Tag Archives: Krimi

Nachricht von dir – Guillaume Musso

17 Jun

Die Idee, dass sich zwei Menschen zufällig begegnen und es scheint, als hätte das Schicksal sie zusammen geführt ist nicht neu, bietet aber scheinbar immernoch eine Menge Stoff.

Madeline und Jonathan, sie eine pariser Floristin und er ein ehemaliger Sternekoch, stoßen am Flughafen zusammen und stecken aus Versehen das Smartphone der/des jeweils anderen ein. Als sie diese Verwechslung bemerken treiben sie zwei Dinge an. Zum einen die Neugier, wer die Person ist, der das Handy gehört. Zum anderen die Besorgnis, was sich anhand der gespeicherten Daten über sie herausfinden lässt. Je länger sie im Besitz des fremden Telefons sind und Photos, Musik und Mails zu durchstöbern, desto größer wird das Interesse füreinander und beide beginnen in der Vergangenheit der/des anderen zu forschen.

Was bis hierhin nach einem Liebesroman mit absehbarem Ende klingt, entwickelt sich zum Krimi, als die beiden mit ihren Nachforschungen erfolgreich sind. Was hat es mit Jonathans Scheidung auf sich, die ihn beinahe völlig zerstört hätte? Was verbirgt sich hinter dem Fall Dixon, den Madeline in ihrer Zeit bei der Polizei bearbeitete? Die Antwort auf diese Fragen stellt alles auf den Kopf und führt Jonathan und Madeline zusammen (ganz muss man also nicht auf die erwartete Liebesgeschichte verzichten). Beide werden durch die/den anderen mit einem Kapitel ihrer Vergangenheit konfrontiert, das sie bis dahin so gut wie möglich verdrängt haben und stellen sich ihren Traumata.

Guillaume Musso sorgt im Verlauf der Geschichte immer wieder für gelungene Überraschungseffekte, die dem Roman eine gänzlich neue Wendung geben. Diese fügen sich meist gut in den Handlungsverlauf ein, sind an der einen oder anderen Stelle allerdings etwas zu überraschend und aus der Luft gegriffen. Wirklich gut gelingt ihm das Schaffen von Charakteren, die nicht nur Personen sind, sondern Typen mit Ecken und Kanten und alle auf ihre Weise zum Handlungsverlauf beitragen.

Insgesamt ist „Nachricht von dir“ ein Roman, der unbeschwert beginnt, den/die LeserIn jedoch zunehmend mit der traumatischen Vergangenheit der beiden Hauptcharaktere konfrontiert und so eine Spannung erzeugt, die sich erst beim Showdown löst. Ein Buch also, das sich gut für den (Sommer-)Urlaub eignet!

True Blood – Charlaine Harris

30 Mrz

Nachdem ich immer mal wieder von der Vampir-Serie True Blood gehört habe, der Funke aber nie übergesprungen ist, war es nun plötzlich doch so weit.
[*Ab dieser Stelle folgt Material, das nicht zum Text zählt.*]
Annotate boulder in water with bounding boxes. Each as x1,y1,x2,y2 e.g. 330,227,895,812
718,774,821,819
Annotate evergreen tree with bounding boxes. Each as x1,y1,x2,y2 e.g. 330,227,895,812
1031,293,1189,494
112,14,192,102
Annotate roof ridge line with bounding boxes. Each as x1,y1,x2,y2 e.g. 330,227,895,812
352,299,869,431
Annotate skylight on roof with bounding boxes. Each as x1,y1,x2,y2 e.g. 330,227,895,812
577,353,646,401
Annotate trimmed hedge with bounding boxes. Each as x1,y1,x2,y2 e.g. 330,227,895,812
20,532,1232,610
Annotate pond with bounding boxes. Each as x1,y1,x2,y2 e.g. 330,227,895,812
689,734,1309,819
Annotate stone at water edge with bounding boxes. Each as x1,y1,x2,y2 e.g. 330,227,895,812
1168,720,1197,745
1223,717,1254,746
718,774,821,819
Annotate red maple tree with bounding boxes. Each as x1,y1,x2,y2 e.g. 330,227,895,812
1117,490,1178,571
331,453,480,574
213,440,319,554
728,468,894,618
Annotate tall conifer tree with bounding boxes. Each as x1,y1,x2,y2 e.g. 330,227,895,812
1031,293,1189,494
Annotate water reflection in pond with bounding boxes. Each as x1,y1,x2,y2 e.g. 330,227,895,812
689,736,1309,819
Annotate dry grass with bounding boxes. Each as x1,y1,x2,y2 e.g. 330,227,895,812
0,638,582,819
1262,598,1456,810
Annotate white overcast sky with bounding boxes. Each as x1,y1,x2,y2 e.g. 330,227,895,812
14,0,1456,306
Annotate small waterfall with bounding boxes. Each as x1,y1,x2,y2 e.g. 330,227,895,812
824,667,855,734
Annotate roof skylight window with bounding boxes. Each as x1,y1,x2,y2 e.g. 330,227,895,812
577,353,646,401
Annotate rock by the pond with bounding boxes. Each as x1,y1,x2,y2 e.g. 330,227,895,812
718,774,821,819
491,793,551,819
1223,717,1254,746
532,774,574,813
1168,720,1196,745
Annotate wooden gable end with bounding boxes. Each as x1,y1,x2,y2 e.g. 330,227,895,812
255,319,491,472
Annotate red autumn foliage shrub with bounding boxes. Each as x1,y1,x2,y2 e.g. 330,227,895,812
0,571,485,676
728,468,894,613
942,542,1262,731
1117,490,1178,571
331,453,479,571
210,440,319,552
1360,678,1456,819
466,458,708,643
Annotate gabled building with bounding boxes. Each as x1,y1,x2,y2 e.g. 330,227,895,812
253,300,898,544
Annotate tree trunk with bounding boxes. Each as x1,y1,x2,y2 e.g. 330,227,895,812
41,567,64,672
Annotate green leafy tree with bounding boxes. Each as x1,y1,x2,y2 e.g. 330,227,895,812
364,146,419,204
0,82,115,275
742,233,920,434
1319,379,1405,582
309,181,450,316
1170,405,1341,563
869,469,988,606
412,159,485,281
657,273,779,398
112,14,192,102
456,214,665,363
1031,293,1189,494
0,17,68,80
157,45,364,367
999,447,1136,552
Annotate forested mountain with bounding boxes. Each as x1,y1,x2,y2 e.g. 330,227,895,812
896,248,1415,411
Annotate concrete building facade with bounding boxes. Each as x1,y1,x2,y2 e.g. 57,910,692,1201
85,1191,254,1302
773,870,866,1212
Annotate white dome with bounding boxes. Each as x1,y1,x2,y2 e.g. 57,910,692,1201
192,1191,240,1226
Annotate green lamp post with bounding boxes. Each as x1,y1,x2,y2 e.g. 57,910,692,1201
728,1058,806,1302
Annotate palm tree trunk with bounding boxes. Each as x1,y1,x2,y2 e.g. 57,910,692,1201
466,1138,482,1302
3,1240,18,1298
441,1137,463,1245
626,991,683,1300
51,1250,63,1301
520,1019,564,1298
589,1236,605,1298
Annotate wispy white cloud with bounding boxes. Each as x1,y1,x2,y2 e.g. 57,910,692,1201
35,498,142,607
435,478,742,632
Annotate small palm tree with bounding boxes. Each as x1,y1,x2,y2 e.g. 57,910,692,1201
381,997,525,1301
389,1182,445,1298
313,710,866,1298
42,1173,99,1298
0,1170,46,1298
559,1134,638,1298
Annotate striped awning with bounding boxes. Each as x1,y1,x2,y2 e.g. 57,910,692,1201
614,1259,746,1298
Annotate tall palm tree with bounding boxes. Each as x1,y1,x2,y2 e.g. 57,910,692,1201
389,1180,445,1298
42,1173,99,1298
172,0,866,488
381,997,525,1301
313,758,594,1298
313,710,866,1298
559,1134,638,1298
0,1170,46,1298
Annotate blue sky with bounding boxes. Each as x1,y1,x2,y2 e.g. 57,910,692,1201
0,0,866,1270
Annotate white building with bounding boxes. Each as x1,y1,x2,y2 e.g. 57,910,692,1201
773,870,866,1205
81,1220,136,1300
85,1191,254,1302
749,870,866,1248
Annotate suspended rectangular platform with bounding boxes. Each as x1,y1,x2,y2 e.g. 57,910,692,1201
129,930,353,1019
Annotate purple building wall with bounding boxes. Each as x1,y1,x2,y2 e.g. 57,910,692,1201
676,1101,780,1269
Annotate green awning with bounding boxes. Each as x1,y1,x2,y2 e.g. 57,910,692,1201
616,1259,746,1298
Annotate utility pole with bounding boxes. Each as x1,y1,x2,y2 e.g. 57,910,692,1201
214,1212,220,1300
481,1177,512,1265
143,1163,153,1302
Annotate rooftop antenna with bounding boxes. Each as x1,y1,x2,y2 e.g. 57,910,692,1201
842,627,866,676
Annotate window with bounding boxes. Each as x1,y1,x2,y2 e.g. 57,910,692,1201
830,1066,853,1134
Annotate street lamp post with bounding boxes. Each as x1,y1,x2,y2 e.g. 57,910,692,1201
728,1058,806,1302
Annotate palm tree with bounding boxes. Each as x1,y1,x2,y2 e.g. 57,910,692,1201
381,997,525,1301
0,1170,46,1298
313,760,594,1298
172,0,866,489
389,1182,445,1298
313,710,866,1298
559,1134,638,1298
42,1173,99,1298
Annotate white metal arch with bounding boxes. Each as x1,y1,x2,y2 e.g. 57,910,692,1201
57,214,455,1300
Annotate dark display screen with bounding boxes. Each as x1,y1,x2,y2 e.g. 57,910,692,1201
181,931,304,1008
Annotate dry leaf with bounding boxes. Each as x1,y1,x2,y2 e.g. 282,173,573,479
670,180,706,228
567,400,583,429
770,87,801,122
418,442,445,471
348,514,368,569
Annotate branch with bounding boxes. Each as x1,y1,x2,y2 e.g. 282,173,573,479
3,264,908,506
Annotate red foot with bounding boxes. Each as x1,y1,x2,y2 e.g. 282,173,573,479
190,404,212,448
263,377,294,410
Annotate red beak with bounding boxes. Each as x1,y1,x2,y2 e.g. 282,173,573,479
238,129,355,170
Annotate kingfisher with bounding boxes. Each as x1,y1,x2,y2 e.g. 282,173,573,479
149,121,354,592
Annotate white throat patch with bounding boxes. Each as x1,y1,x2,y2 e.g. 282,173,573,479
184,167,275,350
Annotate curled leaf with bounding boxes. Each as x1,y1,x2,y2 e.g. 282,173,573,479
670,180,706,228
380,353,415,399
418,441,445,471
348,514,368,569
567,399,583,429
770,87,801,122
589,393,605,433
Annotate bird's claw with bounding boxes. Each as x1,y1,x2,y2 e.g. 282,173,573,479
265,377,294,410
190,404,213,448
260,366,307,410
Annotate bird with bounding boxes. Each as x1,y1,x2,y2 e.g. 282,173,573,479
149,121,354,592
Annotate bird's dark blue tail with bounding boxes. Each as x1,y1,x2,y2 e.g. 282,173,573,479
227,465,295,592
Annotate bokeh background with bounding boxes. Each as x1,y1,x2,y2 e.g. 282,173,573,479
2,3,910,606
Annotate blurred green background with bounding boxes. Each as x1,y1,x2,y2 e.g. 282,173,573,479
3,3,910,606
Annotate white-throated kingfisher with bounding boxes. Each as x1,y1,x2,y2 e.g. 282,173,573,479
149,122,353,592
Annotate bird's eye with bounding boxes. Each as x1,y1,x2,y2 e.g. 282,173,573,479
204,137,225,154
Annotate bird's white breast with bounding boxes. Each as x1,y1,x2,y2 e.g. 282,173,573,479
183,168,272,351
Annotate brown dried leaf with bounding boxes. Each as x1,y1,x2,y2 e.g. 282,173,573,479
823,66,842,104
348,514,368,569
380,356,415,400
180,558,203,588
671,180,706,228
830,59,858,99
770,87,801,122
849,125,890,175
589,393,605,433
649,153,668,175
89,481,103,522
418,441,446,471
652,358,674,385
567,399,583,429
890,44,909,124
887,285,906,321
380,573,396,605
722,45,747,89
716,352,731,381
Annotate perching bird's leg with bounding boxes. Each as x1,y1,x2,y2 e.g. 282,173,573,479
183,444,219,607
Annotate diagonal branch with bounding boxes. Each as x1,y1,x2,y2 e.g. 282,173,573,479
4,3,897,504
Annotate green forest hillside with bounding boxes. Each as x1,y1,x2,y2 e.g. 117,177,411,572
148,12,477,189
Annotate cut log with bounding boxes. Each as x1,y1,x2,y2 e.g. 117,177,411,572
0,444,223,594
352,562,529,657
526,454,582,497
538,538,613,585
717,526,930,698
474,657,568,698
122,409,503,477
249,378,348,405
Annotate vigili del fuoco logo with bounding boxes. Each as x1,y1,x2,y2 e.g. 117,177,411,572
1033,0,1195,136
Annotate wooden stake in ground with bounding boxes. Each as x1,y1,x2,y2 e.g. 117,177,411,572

Ich weiß nicht warum, aber letzte Woche packte es mich, die ersten drei Bände der Geschichte um Sookie Stackhouse. Man kann ja viel am Vampir-Hype rund um Twilight herummäkeln, aber es lässt sich nicht leugnen, dass Vampire unglaublich viel Stoff bieten und eine gewisse Faszination ausüben. Kurzum: Ich lese jetzt True Blood!

Hauptperson der Krimireihe ist die junge Kellnerin Sookie Stackhouse, die in einer amerikanischen Kleinstadt bei ihrer Großmutter lebt und zu ihrem Leidwesen über die Gabe (oder ihrer Auffassung nach Behinderung) verfügt, Gedanken lesen zu können – nicht jedoch die von Bill, dem Vampir. Vampire sind rechtlich anerkannt und ernähren sich von Kunstblut, spalten aber die Meinungen der Menschen: Es gibt reaktionäre, die den Vampiren ablehnend gegüberstehen und Vampir-Groupies.

Wie ich zu den Vampiren und der Reihe im Allgemeinen stehe werde ich erst noch herausfinden, ich freue mich aber schon auf’s Lesen!